Ayesha Mathews-Wadhwa looks at digital design trends through the consumer behavior lens and writes that It’s a fact that women represent the majority of the online market. Within this demographic are key groups poised for great brand opportunities in 2012. These include affluent women and mom consumers. Since women outnumber men in social media, it follows that marketers should give the female psyche serious consideration when making digital design decisions for their brands. 

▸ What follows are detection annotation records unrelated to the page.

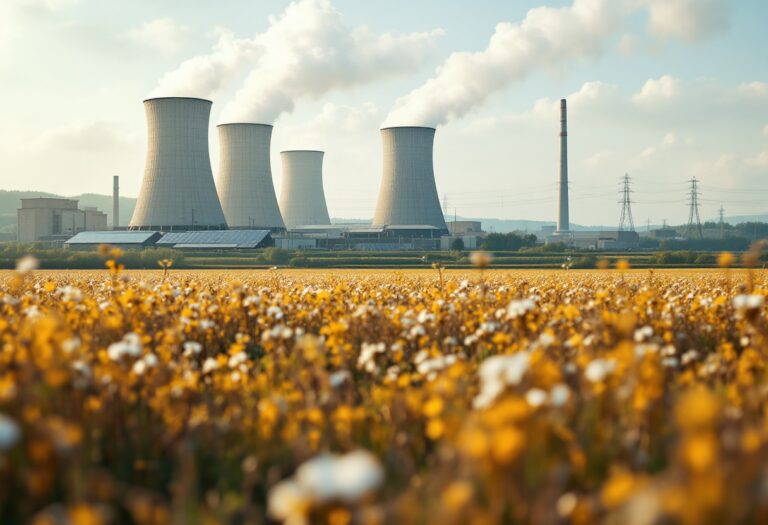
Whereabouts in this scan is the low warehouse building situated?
[64,231,162,251]
[17,198,107,246]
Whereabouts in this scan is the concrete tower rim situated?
[216,122,275,129]
[280,149,325,155]
[379,126,437,131]
[142,97,213,105]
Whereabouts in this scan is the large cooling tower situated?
[129,97,227,231]
[218,124,285,230]
[557,99,571,232]
[280,150,331,228]
[373,127,447,230]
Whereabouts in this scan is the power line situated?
[718,204,725,239]
[685,177,704,239]
[619,173,635,232]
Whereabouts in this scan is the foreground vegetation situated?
[0,256,768,525]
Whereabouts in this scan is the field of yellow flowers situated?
[0,261,768,525]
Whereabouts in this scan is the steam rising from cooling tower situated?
[557,99,571,232]
[129,98,227,231]
[280,150,331,228]
[218,124,285,230]
[373,127,447,230]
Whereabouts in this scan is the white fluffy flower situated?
[549,383,571,408]
[0,414,21,452]
[507,299,536,319]
[473,352,531,409]
[525,388,549,407]
[107,332,141,361]
[267,479,309,523]
[296,450,384,503]
[733,294,765,310]
[584,359,616,383]
[184,341,203,357]
[203,357,219,374]
[16,255,40,273]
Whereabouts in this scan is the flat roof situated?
[64,230,160,244]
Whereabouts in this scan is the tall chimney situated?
[112,175,120,230]
[557,99,571,232]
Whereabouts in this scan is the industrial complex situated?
[13,97,639,255]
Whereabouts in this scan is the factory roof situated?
[157,230,269,248]
[386,224,440,230]
[64,231,160,245]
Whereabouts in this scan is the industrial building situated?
[17,198,107,244]
[64,231,162,251]
[440,221,485,250]
[129,97,227,231]
[280,150,331,229]
[373,127,448,232]
[546,230,640,251]
[218,123,285,231]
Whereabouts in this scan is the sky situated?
[0,0,768,226]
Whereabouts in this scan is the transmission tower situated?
[685,177,704,239]
[718,205,725,239]
[619,174,635,232]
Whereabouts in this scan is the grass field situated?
[0,261,768,525]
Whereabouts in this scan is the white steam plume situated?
[385,0,623,126]
[384,0,728,126]
[153,0,442,123]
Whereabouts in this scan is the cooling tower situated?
[557,99,571,232]
[280,150,331,228]
[129,98,227,231]
[218,124,285,230]
[112,175,120,230]
[373,127,448,231]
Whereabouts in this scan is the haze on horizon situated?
[0,0,768,225]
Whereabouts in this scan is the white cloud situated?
[154,0,442,123]
[616,33,640,57]
[640,0,729,42]
[632,75,680,106]
[272,102,383,218]
[29,121,138,154]
[12,0,80,13]
[747,151,768,169]
[385,0,623,126]
[385,0,729,126]
[739,82,768,98]
[125,17,189,55]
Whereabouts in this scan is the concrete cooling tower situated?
[280,150,331,228]
[218,124,285,230]
[129,97,227,231]
[373,127,448,231]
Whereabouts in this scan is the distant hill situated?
[0,190,136,231]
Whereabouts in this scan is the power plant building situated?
[129,97,227,231]
[16,198,107,243]
[218,123,285,231]
[373,127,448,233]
[280,150,331,229]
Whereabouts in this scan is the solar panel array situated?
[157,230,269,248]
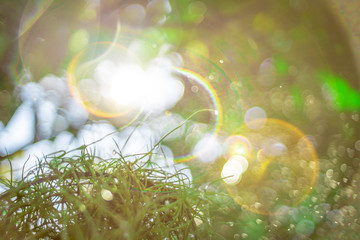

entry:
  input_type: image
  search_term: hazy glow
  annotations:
[221,156,248,185]
[225,135,251,158]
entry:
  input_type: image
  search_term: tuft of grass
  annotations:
[0,138,217,239]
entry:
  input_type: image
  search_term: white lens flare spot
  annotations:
[110,66,146,107]
[101,189,114,201]
[221,156,248,185]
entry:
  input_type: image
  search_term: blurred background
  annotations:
[0,0,360,239]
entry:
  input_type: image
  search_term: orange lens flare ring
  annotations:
[221,119,319,215]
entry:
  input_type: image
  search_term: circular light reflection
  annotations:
[221,119,319,215]
[225,135,252,159]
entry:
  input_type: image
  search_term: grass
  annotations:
[0,129,217,239]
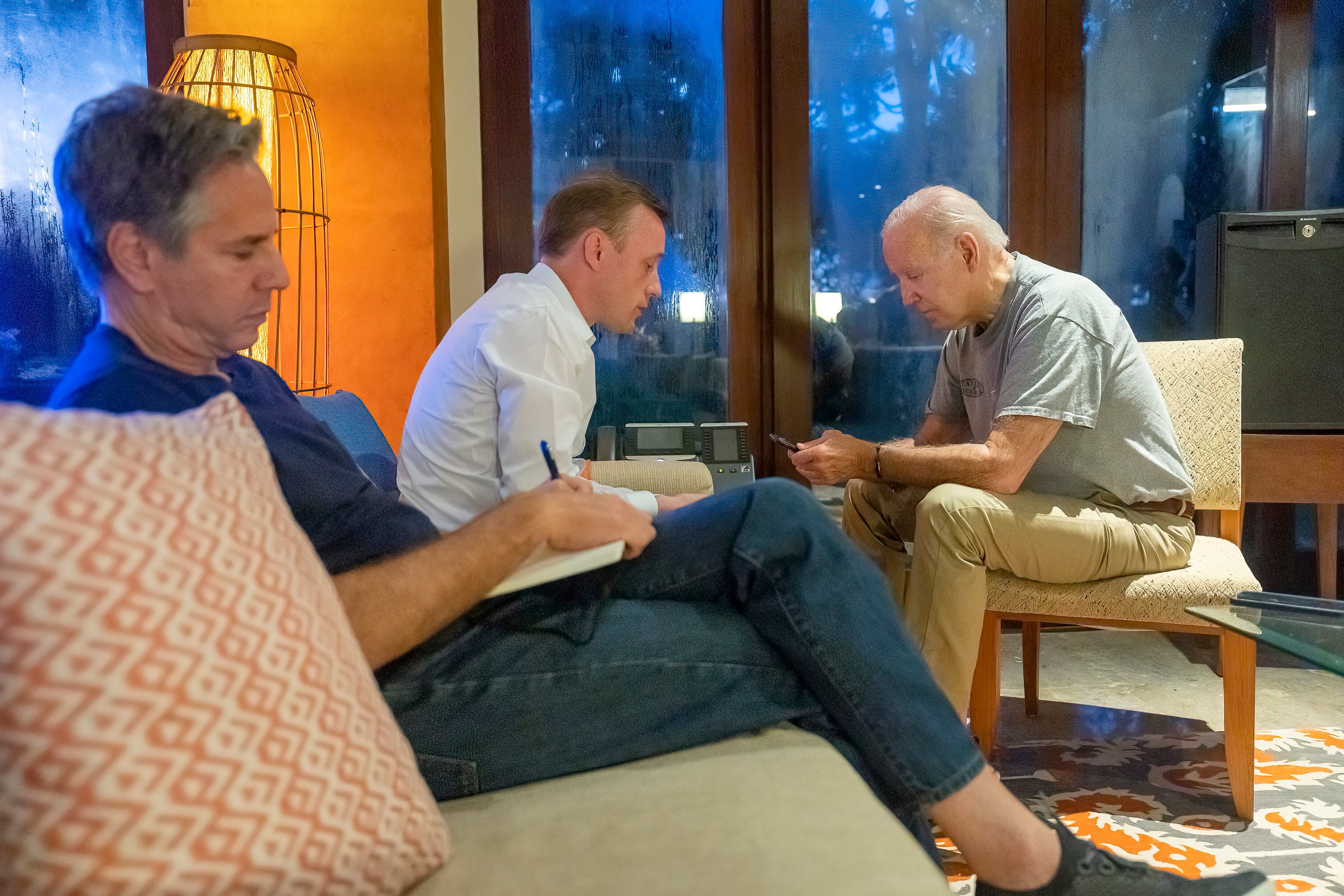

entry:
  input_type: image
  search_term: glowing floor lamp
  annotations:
[159,34,331,395]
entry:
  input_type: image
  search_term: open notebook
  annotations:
[485,541,625,598]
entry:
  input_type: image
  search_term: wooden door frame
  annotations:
[478,0,1312,475]
[144,0,187,87]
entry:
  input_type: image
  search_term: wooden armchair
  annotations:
[970,339,1259,818]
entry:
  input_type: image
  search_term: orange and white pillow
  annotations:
[0,394,448,896]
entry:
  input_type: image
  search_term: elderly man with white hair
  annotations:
[792,187,1195,715]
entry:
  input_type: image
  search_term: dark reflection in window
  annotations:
[0,0,145,405]
[792,0,1007,439]
[531,0,727,445]
[1082,0,1265,340]
[1306,0,1344,208]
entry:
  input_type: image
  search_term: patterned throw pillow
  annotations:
[0,394,448,896]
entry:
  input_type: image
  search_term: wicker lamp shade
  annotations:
[159,34,331,395]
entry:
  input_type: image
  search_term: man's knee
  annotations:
[751,475,821,514]
[915,482,989,533]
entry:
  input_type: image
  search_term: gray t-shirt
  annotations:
[929,253,1195,504]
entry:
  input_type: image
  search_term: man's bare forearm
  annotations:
[335,495,544,669]
[880,417,1060,494]
[880,439,1003,491]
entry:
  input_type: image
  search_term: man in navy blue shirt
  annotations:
[44,86,1273,896]
[48,324,438,575]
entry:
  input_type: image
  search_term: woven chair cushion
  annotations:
[988,536,1261,629]
[1142,339,1242,510]
[590,461,714,494]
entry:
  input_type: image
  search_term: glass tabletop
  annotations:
[1185,591,1344,676]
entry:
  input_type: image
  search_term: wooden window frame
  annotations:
[478,0,1312,475]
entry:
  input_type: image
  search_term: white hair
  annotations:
[882,185,1008,251]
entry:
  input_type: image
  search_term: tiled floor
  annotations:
[999,630,1344,743]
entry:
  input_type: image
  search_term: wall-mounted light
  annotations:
[676,293,710,324]
[812,293,844,324]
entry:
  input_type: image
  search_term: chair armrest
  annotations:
[589,461,714,494]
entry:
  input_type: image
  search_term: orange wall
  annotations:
[187,0,434,448]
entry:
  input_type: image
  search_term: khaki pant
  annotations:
[844,479,1195,716]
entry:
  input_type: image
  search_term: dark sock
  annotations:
[976,821,1082,896]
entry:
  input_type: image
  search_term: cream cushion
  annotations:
[1140,339,1242,510]
[0,392,448,896]
[986,536,1261,629]
[589,461,714,494]
[409,727,948,896]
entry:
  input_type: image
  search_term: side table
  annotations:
[1242,433,1344,598]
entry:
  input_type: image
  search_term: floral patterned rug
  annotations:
[938,728,1344,896]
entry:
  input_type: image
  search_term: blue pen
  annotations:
[542,439,560,479]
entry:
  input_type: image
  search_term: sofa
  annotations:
[300,392,948,896]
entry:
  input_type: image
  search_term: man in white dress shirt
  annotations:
[396,173,696,530]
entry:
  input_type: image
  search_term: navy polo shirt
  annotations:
[47,324,438,575]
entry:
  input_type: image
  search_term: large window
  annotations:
[0,0,145,403]
[1306,0,1344,208]
[531,0,727,444]
[808,0,1007,439]
[1082,0,1265,340]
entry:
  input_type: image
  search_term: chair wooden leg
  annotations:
[1222,631,1255,821]
[1021,622,1040,716]
[970,612,1000,758]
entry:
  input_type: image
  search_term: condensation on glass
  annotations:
[531,0,728,446]
[1306,0,1344,208]
[0,0,145,405]
[1082,0,1265,340]
[786,0,1007,439]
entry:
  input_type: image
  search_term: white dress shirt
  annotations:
[396,265,659,530]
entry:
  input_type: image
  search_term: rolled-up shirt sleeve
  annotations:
[481,309,657,514]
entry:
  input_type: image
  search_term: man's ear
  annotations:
[583,227,606,270]
[957,234,980,274]
[108,220,163,293]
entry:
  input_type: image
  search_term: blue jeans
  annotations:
[378,479,984,850]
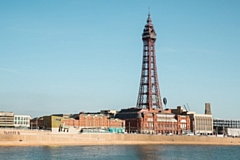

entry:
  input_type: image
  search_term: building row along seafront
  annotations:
[0,103,240,137]
[0,13,240,137]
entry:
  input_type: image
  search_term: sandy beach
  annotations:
[0,130,240,146]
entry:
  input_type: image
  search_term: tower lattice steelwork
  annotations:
[137,14,163,111]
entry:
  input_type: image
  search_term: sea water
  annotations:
[0,145,240,160]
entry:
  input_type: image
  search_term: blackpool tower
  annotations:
[137,14,163,111]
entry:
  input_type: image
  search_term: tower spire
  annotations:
[137,13,163,111]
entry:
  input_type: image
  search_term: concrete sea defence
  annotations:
[0,129,240,146]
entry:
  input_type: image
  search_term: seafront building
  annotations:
[31,110,125,133]
[0,111,14,128]
[14,115,31,128]
[213,118,240,137]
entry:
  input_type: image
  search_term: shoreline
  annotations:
[0,129,240,147]
[0,141,240,147]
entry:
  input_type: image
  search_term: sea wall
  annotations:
[0,130,240,145]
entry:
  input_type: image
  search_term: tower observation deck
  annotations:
[137,14,163,111]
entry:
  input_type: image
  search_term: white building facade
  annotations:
[14,115,31,128]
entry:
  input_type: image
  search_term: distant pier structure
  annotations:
[137,13,163,111]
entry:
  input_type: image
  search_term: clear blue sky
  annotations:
[0,0,240,119]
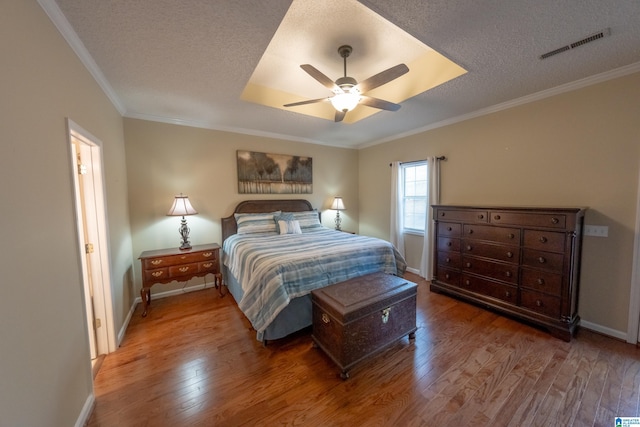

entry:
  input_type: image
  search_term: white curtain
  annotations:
[390,162,404,256]
[420,157,440,280]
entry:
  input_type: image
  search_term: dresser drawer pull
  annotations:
[382,307,391,323]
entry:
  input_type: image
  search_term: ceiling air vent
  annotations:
[540,28,611,59]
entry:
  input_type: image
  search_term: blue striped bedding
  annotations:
[222,227,406,336]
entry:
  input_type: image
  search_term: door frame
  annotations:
[67,118,117,355]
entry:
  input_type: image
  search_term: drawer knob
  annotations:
[382,307,391,323]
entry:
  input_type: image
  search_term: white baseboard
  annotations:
[75,392,96,427]
[580,320,627,341]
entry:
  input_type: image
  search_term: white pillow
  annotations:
[234,211,281,234]
[278,220,302,234]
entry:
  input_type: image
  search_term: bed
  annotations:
[221,199,406,344]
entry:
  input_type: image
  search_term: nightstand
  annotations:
[139,243,224,317]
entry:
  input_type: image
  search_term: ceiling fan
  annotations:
[284,45,409,122]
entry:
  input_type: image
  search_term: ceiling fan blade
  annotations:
[300,64,337,90]
[283,98,329,107]
[360,95,400,111]
[358,64,409,93]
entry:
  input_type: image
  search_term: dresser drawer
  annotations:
[463,224,520,245]
[438,252,462,269]
[489,211,567,230]
[462,256,518,284]
[435,208,489,222]
[520,290,560,319]
[436,266,461,286]
[144,250,218,269]
[521,267,562,296]
[438,222,462,237]
[524,230,566,253]
[461,274,518,304]
[438,237,460,252]
[522,248,564,273]
[462,240,520,264]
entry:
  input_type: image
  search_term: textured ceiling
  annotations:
[39,0,640,147]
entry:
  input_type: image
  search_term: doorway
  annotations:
[67,120,116,363]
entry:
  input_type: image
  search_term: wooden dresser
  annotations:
[431,205,585,341]
[139,243,222,317]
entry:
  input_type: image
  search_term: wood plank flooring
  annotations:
[88,274,640,427]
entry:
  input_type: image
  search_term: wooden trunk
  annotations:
[311,273,417,379]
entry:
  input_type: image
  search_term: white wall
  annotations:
[0,0,131,427]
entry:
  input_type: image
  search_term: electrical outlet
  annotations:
[583,225,609,237]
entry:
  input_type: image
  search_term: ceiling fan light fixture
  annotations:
[330,92,360,112]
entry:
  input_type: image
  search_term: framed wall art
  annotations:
[237,150,313,194]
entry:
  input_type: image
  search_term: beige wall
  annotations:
[359,73,640,333]
[0,0,131,426]
[124,119,358,293]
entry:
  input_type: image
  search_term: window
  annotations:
[400,162,429,234]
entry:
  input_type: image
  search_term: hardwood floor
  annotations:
[88,274,640,427]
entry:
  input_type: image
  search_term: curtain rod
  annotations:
[389,156,447,166]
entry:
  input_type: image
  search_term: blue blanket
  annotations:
[222,228,406,336]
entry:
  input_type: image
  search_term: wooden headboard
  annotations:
[221,199,313,242]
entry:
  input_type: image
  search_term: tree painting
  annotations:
[238,150,313,194]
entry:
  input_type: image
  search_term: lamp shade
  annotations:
[331,197,345,211]
[167,193,198,216]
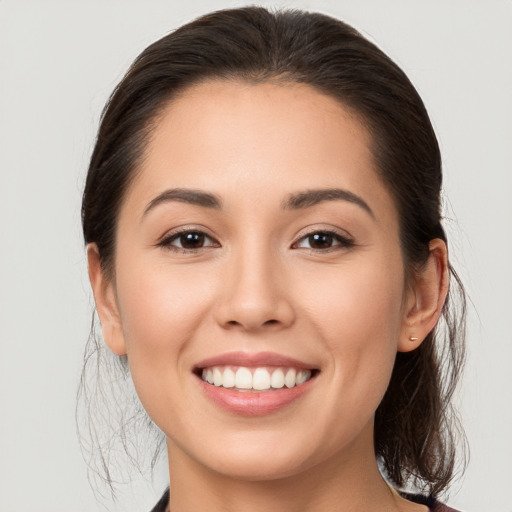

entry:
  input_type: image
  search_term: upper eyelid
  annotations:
[157,226,354,246]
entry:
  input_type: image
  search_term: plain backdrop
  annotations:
[0,0,512,512]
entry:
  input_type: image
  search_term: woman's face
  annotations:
[94,81,413,479]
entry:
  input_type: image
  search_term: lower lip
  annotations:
[198,377,315,416]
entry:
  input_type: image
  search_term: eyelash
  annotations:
[157,228,355,254]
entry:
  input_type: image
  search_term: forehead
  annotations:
[122,81,393,222]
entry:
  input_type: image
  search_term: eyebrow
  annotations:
[142,188,222,217]
[283,188,375,218]
[142,188,375,218]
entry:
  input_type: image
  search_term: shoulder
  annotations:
[400,493,459,512]
[151,489,169,512]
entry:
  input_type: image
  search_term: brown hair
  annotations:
[82,7,465,495]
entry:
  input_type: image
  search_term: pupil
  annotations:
[181,233,204,249]
[309,233,332,249]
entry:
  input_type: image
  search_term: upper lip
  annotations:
[195,351,315,370]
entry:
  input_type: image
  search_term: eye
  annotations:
[293,231,354,251]
[158,230,219,252]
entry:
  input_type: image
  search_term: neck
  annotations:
[168,429,410,512]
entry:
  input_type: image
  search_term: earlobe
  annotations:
[398,238,449,352]
[87,243,126,356]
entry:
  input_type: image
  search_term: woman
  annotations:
[82,8,464,512]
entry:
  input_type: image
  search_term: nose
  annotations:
[216,244,295,332]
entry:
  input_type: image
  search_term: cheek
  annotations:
[297,256,404,404]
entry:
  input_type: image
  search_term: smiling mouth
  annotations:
[196,365,318,392]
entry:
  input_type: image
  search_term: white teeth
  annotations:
[284,368,297,388]
[203,369,213,384]
[252,368,270,390]
[235,368,252,389]
[201,366,311,391]
[213,368,222,386]
[270,368,284,389]
[222,368,235,388]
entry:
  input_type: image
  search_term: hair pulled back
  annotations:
[82,7,465,495]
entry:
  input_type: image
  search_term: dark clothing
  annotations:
[151,489,457,512]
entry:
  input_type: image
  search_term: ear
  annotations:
[398,238,449,352]
[87,244,126,356]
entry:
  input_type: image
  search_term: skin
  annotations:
[88,81,448,512]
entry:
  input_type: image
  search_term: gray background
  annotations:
[0,0,512,512]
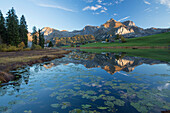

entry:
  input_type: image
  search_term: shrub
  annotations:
[48,41,54,47]
[18,42,25,49]
[1,45,21,52]
[121,36,126,43]
[31,44,42,50]
[0,44,8,51]
[24,48,31,51]
[71,43,74,47]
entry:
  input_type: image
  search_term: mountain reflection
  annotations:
[68,52,164,75]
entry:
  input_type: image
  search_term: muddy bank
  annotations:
[0,49,71,84]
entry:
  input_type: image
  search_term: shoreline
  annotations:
[0,49,71,84]
[63,46,170,49]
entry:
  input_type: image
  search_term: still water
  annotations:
[0,52,170,113]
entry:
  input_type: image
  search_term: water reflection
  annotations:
[68,52,167,75]
[0,52,170,113]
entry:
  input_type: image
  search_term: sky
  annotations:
[0,0,170,32]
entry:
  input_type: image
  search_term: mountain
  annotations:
[29,18,168,40]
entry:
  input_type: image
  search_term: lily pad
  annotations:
[81,104,91,109]
[97,107,108,110]
[51,104,60,108]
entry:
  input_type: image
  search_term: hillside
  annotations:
[81,32,170,47]
[27,18,168,40]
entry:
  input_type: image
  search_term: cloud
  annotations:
[84,0,93,3]
[113,13,117,16]
[100,10,106,13]
[144,0,151,5]
[97,0,102,3]
[118,16,130,21]
[38,4,76,12]
[144,8,152,12]
[83,5,102,11]
[160,0,170,8]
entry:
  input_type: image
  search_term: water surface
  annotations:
[0,52,170,113]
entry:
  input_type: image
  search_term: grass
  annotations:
[81,32,170,47]
[0,49,68,71]
[81,49,170,62]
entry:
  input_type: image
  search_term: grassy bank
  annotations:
[81,49,170,62]
[81,32,170,47]
[0,49,69,83]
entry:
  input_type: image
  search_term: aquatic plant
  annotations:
[97,107,108,110]
[81,104,91,109]
[104,90,111,94]
[61,102,71,109]
[113,99,125,106]
[51,104,60,108]
[24,110,32,113]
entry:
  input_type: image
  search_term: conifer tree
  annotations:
[19,15,28,47]
[32,26,37,45]
[38,29,45,48]
[0,10,7,43]
[6,8,20,46]
[48,41,54,47]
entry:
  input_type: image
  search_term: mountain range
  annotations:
[28,18,168,41]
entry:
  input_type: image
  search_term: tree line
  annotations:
[32,26,45,48]
[0,7,45,48]
[0,8,28,46]
[53,35,95,45]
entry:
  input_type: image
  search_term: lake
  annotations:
[0,51,170,113]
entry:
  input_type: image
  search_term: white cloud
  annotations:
[84,0,93,3]
[118,16,130,21]
[115,0,124,4]
[160,0,170,8]
[144,8,152,12]
[101,10,106,13]
[97,0,102,3]
[144,0,151,5]
[103,7,107,11]
[113,13,117,16]
[83,5,102,11]
[38,4,76,12]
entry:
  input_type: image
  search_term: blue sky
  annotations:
[0,0,170,32]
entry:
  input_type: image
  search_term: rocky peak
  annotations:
[123,20,136,27]
[41,27,55,35]
[102,18,124,28]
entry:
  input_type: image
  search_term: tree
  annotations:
[19,15,28,47]
[18,42,25,49]
[48,41,54,47]
[0,10,7,43]
[32,26,37,45]
[116,34,120,40]
[6,8,20,46]
[121,36,126,43]
[38,29,45,48]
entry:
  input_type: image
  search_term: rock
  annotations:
[0,71,15,83]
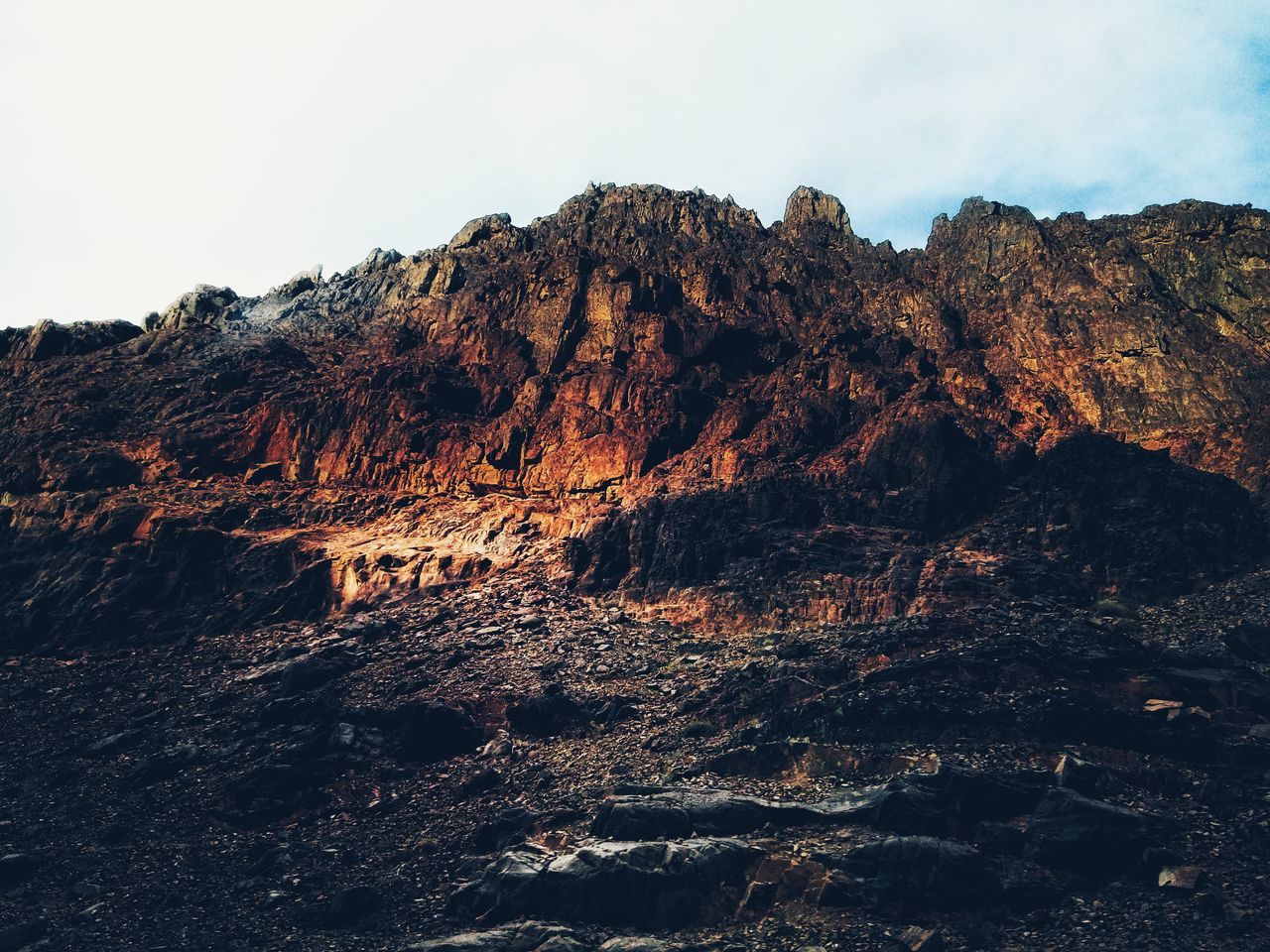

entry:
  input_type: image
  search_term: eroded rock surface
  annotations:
[0,185,1270,644]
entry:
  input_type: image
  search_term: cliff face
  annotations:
[0,186,1270,641]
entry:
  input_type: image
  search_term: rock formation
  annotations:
[0,185,1270,643]
[0,185,1270,952]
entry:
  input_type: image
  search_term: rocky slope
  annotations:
[0,185,1270,952]
[0,186,1270,644]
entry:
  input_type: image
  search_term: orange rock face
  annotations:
[0,186,1270,643]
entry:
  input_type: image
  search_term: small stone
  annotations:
[1160,866,1204,890]
[323,885,380,928]
[0,853,40,889]
[895,925,944,952]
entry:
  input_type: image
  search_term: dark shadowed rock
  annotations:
[391,701,481,763]
[454,839,762,928]
[1026,788,1161,876]
[820,837,1002,908]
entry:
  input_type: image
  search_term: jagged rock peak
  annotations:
[145,285,242,331]
[548,181,762,240]
[449,212,512,250]
[785,185,854,236]
[956,195,1036,221]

It isn’t enough to make assumptions about what women want and how they want to be approached; marketers must appreciate the diversity of their experiences and meet women at different life stages to deliver effectively.

Have plenty boomers
According to Marketing to the Ultimate Power Consumer—The Baby-Boomer Woman (Mary Brown and Carol Orsborn, Ph.D), these women “are more financially empowered than any previous generation of women.” Of women with household incomes of $75,000 or more, 94.3 percent regularly access the internet (Kim Gordon, Ten Marketing Trends to Watch, These are all compelling statistics as to why brands seeking to market products at higher price points would do well to tap into this group’s specific needs and desires when considering digital technology in 2012.
51 percent of online women are moms. They use social networks more frequently, and longer, and readily share information about their kids and education online.  Keeping momsumers high up on the target radar is a smart move for brands looking to stay relevant in 2012.
Digital BFFs
Women highly influence the viewpoints of their online friends. Because they spend more time on social media, it follows that brands should look for innovative ways to influence women’s digital BFF networks. Consider the evidence on women’s online habits:
• 22 percent shop online at least once a day
• 92 percent pass along information about deals or finds to others
• 171: average number of contacts in their e-mail or mobile lists
• 76 percent want to be part of a special or select panel.
The three-screen woman
With television’s importance on the decline among women (58 percent would toss TV if they had to get rid of one digital device, but only 11 percent would ditch their laptops), brands focused on traditional modes of advertising now have a business case for taking their marketing strategies online. Today’s women split their attention among three digital screens: smartphone, laptop/desktop, and tablet.
The mobile trinity: social-local-info
With smartphone and tablet purchases now expected to outnumber computer purchases, brands simply cannot afford to leave mobile technology out of their marketing strategies. Moving forward, consumers will cease to point, click, and scroll. They will touch, drag, pinch, zoom, and even switch from landscape and portrait layouts on brand websites. Crafting designs with these behavior cues in mind will help accommodate the three-screen woman’s need to get information quickly (now) without disappointing her with display interruptions.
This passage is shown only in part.